(By Joe Menzer @OneMenz) Aug 29, 2016 at 7:09p ET Eldora Speedway general manager Roger Slack reacted sharply to news that the dirt track owned by NASCAR Sprint Cup Series driver Tony Stewart is being sued for millions of dollars.
Slack said the charges leveled by Scott Bloomquist and four other Late Model drivers, who are seeking some $16.5 million in damages, are “meritless.”
Bloomquist and the drivers, along with team owners R&W Motorsports LLC, Best Performance Motorsports LLC, JR Motorsports LLC, Gary Satterlee and William G. Satterlee & Sons Inc., sued racetrack owner World Racing Group Inc. and its subsidiary, UMP DIRTcar Racing; as well as Ohio’s Eldora Speedway and its owner, Stewart; in Northern New York’s federal court last week.
“Our team at Eldora Speedway is amidst the final days of preparation for the Baltes Classic and the 46th running of the World 100 — our sport’s showcase event,” Slack said in a statement Monday. “As always, we are committed to providing a one-of-a-kind experience for our loyal fans, drivers and race teams. We will not be distracted by news of meritless lawsuits. Our legal team will deal with that and we will comment further at the appropriate time.”

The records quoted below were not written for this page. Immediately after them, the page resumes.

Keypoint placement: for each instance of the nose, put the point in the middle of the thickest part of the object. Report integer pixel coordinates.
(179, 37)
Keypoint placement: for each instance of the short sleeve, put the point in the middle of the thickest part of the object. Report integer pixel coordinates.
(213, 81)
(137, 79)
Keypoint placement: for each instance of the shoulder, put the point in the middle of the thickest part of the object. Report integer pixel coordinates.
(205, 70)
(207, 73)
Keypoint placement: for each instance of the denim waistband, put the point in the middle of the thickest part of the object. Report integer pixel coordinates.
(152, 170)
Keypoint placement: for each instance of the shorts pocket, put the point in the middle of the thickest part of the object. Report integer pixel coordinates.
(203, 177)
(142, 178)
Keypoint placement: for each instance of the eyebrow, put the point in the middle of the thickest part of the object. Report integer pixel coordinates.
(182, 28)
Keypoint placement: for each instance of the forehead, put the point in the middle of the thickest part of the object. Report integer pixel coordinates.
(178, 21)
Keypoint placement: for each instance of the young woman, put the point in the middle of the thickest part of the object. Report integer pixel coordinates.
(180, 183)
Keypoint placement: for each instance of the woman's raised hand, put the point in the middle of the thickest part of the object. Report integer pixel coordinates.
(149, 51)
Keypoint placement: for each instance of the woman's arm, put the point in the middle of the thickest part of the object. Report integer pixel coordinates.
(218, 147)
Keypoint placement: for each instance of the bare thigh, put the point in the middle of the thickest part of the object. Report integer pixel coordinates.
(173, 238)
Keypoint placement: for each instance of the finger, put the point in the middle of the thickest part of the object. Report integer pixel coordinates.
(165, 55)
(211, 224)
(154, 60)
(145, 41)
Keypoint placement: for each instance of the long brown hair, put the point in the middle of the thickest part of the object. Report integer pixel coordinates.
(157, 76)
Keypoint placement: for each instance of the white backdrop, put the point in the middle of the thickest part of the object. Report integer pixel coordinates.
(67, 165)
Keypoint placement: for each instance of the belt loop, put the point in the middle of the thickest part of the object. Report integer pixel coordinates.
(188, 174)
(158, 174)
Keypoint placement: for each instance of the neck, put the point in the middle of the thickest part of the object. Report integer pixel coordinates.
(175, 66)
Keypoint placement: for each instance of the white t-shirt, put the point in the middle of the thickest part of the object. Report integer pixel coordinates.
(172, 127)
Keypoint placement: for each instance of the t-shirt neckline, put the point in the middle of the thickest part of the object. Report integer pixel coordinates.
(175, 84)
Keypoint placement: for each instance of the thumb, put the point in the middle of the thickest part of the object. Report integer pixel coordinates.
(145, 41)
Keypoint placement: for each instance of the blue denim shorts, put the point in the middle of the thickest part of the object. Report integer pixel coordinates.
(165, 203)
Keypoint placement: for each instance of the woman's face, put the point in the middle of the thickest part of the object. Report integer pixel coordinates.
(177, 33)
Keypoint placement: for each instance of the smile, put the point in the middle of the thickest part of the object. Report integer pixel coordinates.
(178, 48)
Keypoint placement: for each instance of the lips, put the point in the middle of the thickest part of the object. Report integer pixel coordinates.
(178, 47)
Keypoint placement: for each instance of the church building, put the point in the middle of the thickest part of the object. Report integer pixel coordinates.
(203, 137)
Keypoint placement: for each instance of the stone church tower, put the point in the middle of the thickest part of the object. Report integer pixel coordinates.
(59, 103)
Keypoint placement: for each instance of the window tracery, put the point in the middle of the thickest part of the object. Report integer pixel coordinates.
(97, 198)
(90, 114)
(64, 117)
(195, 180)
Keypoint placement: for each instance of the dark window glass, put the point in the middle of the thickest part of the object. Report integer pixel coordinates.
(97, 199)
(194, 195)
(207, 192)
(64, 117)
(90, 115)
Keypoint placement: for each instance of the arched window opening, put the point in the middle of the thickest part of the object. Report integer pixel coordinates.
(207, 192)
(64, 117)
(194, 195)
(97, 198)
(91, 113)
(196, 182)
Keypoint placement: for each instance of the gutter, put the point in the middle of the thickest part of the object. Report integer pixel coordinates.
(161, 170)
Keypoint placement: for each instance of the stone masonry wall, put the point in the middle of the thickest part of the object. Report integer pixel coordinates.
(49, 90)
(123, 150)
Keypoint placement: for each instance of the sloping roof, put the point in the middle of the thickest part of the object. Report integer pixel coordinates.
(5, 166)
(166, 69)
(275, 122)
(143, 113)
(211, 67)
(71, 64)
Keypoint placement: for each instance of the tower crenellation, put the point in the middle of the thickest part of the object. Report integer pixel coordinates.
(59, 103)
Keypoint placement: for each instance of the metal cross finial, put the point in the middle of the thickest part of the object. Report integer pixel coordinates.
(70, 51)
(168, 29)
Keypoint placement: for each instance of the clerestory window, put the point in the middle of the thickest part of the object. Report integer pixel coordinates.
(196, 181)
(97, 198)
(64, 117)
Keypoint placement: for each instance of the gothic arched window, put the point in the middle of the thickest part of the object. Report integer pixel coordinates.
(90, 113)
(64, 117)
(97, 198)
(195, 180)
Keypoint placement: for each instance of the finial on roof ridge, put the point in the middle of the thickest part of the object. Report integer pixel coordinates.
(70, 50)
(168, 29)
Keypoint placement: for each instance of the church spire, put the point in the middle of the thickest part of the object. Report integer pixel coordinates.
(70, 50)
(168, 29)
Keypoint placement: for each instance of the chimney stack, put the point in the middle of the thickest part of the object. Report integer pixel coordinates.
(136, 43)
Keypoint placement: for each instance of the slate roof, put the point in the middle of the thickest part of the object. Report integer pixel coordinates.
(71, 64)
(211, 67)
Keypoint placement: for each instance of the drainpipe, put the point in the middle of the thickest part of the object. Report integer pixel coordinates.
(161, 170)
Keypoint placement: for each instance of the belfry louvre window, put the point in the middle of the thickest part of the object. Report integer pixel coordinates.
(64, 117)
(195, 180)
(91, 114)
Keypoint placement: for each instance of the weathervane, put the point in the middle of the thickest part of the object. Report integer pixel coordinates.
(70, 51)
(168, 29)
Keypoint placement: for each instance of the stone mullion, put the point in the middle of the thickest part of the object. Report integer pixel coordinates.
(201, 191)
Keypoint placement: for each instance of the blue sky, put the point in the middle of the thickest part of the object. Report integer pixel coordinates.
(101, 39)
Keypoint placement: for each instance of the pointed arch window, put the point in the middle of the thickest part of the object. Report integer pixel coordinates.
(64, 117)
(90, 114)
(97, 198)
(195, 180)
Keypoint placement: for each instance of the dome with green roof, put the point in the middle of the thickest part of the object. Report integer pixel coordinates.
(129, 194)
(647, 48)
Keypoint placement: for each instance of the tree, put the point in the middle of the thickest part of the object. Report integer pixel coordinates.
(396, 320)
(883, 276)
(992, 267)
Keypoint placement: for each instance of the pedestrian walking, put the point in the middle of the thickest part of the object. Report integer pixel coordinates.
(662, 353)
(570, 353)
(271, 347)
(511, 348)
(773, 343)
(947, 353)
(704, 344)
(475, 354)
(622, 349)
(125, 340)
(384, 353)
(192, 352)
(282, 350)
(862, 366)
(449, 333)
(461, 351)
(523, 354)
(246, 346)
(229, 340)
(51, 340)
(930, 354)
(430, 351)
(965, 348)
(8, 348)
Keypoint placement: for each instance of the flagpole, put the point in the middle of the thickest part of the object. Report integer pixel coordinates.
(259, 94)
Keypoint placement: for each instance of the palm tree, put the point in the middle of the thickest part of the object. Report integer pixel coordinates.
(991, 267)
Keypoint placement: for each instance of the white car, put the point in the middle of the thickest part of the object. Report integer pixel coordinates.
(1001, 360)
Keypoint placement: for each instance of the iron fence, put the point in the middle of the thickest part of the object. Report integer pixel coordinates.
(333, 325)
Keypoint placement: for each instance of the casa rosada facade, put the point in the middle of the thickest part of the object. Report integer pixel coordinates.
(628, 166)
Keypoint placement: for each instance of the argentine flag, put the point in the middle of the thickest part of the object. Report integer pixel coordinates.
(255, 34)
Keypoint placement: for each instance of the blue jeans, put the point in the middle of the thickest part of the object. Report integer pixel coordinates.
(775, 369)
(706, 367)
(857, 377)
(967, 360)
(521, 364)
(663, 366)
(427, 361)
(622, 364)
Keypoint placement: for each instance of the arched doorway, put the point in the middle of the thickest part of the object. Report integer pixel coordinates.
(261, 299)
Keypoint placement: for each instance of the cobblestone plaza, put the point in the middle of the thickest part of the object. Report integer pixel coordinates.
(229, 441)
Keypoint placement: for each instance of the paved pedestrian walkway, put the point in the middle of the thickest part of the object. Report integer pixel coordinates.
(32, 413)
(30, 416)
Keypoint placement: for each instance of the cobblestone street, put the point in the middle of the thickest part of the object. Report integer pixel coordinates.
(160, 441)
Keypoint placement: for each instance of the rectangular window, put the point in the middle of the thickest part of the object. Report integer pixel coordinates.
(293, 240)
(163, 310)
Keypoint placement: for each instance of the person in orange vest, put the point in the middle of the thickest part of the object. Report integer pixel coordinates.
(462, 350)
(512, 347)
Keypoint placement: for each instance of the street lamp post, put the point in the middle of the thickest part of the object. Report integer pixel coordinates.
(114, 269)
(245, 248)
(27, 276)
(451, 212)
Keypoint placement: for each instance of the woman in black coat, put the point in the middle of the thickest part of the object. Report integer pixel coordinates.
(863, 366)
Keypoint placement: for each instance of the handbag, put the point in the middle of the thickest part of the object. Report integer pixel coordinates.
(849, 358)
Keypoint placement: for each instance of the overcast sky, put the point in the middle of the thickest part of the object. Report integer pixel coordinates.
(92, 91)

According to a published report by Courthouse News Service, Bloomquist contends he won the Late Model Dream race at Eldora in June of 2015, only to be informed afterward by track and race officials that his car weighed in 21 pounds under the required minimum weight of 2,300 pounds.
The race was put on by the World Racing Group through UMP DIRTcar Racing.
Among other things, Bloomquist argued in his 16-page complaint that the scales used to weigh his car were faulty.
After believing he had won the race and the $100,000 top prize for doing so, the victory was awarded instead to the driver who had finished behind him –and Bloomquist won only $2,000 instead.
Bloomquist and the other drivers filed their suit after also being disqualified from this year’s preliminary event at Eldora. According to DIRTcar Racing PR, Bloomquist and the four other competitors were disqualified for using illegal tires in the June 2016 event.
Tire samples collected from the cars of Bloomquist, Brandon Sheppard, Gregg Satterlee, Jimmy Owens and Ricky Thornton were “tested by an independent laboratory” and “did not meet established benchmarks in a chemical analysis,” according to the report.
The report went on the state that all five drivers were disqualified from the event and were forced to forfeit all purse money from the event, plus fined $1,000 each — resulting in losses of $19,630 for Sheppard, $4,655 for Satterlee, $7,630 for Owens, $10,930 for Thornton and $6,105 for Bloomquist.
In the lawsuit filed in New York, however, Bloomquist is seeking a total of roughly $16.5 million in damages because he “was deprived of cash winnings, fines, and as a result of the suspension levied by WRG, is deprived of the opportunity to race for three months impacting his ability to earn a living,” according to the lawsuit. “Further, his reputation, as a sports celebrity, has been damaged, which impacts his ability to market himself to fans and potential sponsors.”
The plaintiffs are represented by K.J. McGuire Jr. in Troy, New York.